It could be an advanced feature of the Channel List setup, allowing us to provide nicknames for any station IDs we'd like to override.


----------



## ubergigglefritz (Mar 22, 2015)

I guess I don't know much about tv, ha ha. What does Tribune Media have to do with my suggestion? Tivo can display whatever they want in their software ;-) I could do this in a simple excel sheet, ha ha. It would be a vlookup from the channel guide to a table of the custom name assignments. I'd use an if.then statement to display the default name if no custom name has been defined. I don't know much about software this complex, but it seems to be pretty simple. And as others have commented, the call letters are just gibberish to me. An icon would also be acceptable, but custom nicknames would be pretty awesome. Then ordering the guide by name instead of channel would actually prove to be useful =P As it is, why would I want my channels ordered by call letters? ;-) That'd make it even harder to find a station, ha ha.


----------



## krkaufman (Nov 25, 2003)

Tribune Media Services was the source of channel guide data; they still are, but they merged w/ Gracenote a short while back, and now go by that name.

e.g. 
http://www.tribunemediaservices.com​


----------



## ubergigglefritz (Mar 22, 2015)

krkaufman said:


> Tribune Media Services was the source of channel guide data; they still are, but they merged w/ Gracenote a short while back, and now go by that name.
> 
> e.g.
> http://www.tribunemediaservices.com​


Ok. But the link you sent me has icons. So obviously tivo can do whatever they want with the information they are given ;-)


----------



## krkaufman (Nov 25, 2003)

ubergigglefritz said:


> Ok. But the link you sent me has icons. So obviously tivo can do whatever they want with the information they are given ;-)


I was just providing background on who TMS is, and evidence of their merger w/ Gracenote. I've already agreed re: the need for both channel name customization and icons.

I would think the name customization would be a relatively easy thing to do, but then they haven't done it in 16 years, so I'm not gonna hold my breath. As for icons, TiVo has shown they understand the value since both their mobile apps and TiVo Online are using logos in their channel guides.


----------



## ajwees41 (May 7, 2006)

ubergigglefritz said:


> Ok. But the link you sent me has icons. So obviously tivo can do whatever they want with the information they are given ;-)


http://www.gracenote.com/video/data_guides/

tivo does not provide the guide data


----------



## ubergigglefritz (Mar 22, 2015)

krkaufman said:


> I've already agreed re: the need for both channel name customization and icons.


I responded in haste. I apologize ;-)


----------



## ubergigglefritz (Mar 22, 2015)

ajwees41 said:


> http://www.gracenote.com/video/data_guides/
> 
> tivo does not provide the guide data


It doesn't matter who supplies the guide data. We're not substituting what is in the guide, just what is displayed as row headers. It's pretty easy programming. Tivo can filter in multiple ways, sort, display the information in different formats, etc.
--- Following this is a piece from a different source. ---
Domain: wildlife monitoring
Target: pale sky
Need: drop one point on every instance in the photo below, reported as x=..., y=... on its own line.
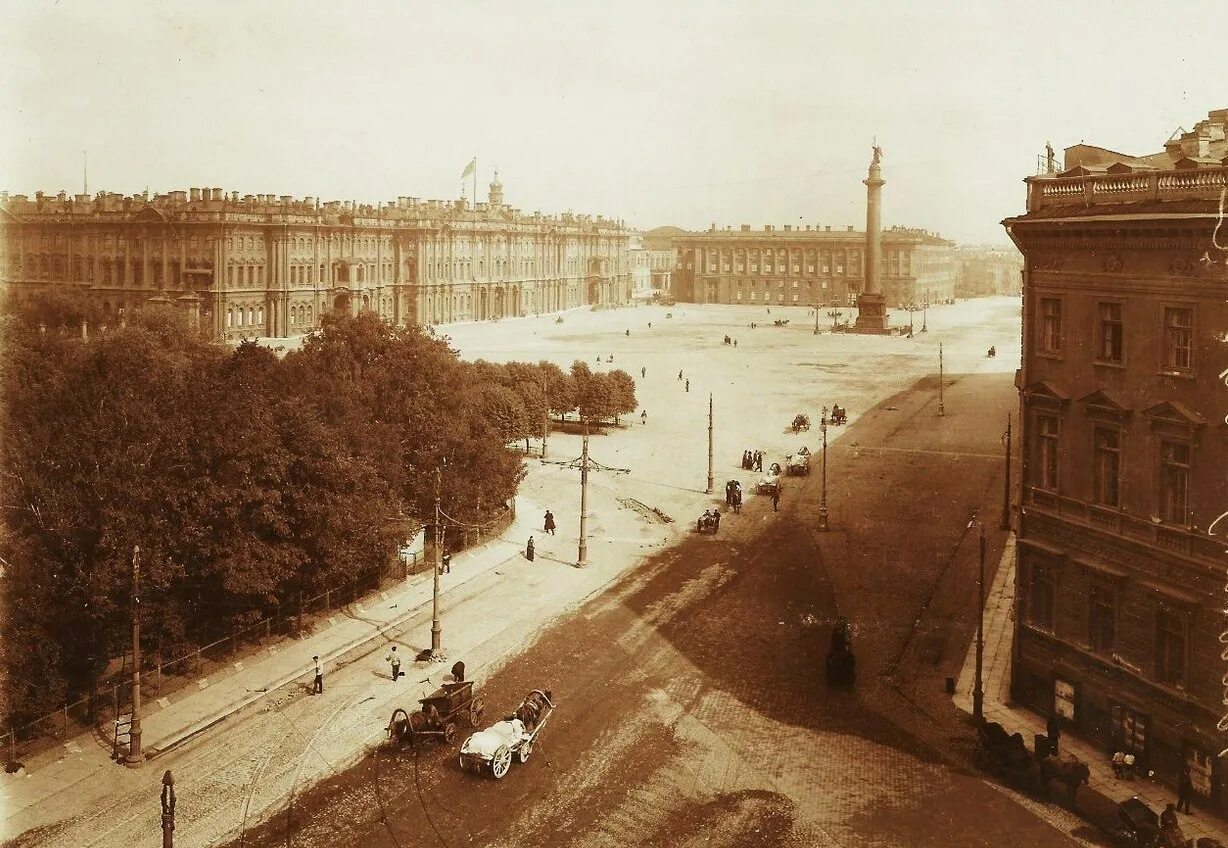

This is just one other display functionality.


----------



## MikeBear (May 21, 2015)

ubergigglefritz said:


> I would like the ability to make my own names to display next to the channel on the guide. If you move left to select the channel, then it can show the call letters or whatever other information it already shows. However, When just viewing the guide scrolling around, I'd like to see "ABC", "CBS", etc, "PBS", "AntTV", "News", "Weather", etc. This should be featured in the "Channel list" section of the settings.


I would like this feature also. Dish Network dvr's can do it, and they stole most of their dvr's programming from Tivo originally. So I'd have to believe Tivo could do this if they really wanted to, or enough people requested it.


----------



## trip1eX (Apr 2, 2005)

SAd I still get the network channels mixed up. 
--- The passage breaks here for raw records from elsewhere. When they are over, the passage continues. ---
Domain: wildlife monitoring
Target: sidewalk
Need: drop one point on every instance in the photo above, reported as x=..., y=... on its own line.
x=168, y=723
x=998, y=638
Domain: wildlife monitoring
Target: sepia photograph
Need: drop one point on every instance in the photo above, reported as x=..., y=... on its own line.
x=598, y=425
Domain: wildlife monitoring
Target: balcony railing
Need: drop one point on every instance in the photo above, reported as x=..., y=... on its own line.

And can't remember call letters for the life of me.

And the Tivo knows what call letters are what networks because when you highlight the call letters the network pops up.

And so yeah renaming these would help a lot. Every other cable channel has its name displayed.


----------



## NorthAlabama (Apr 19, 2012)

i would be thrilled with the ability to remove "dt" and "hd" from the channels in our program guide.


----------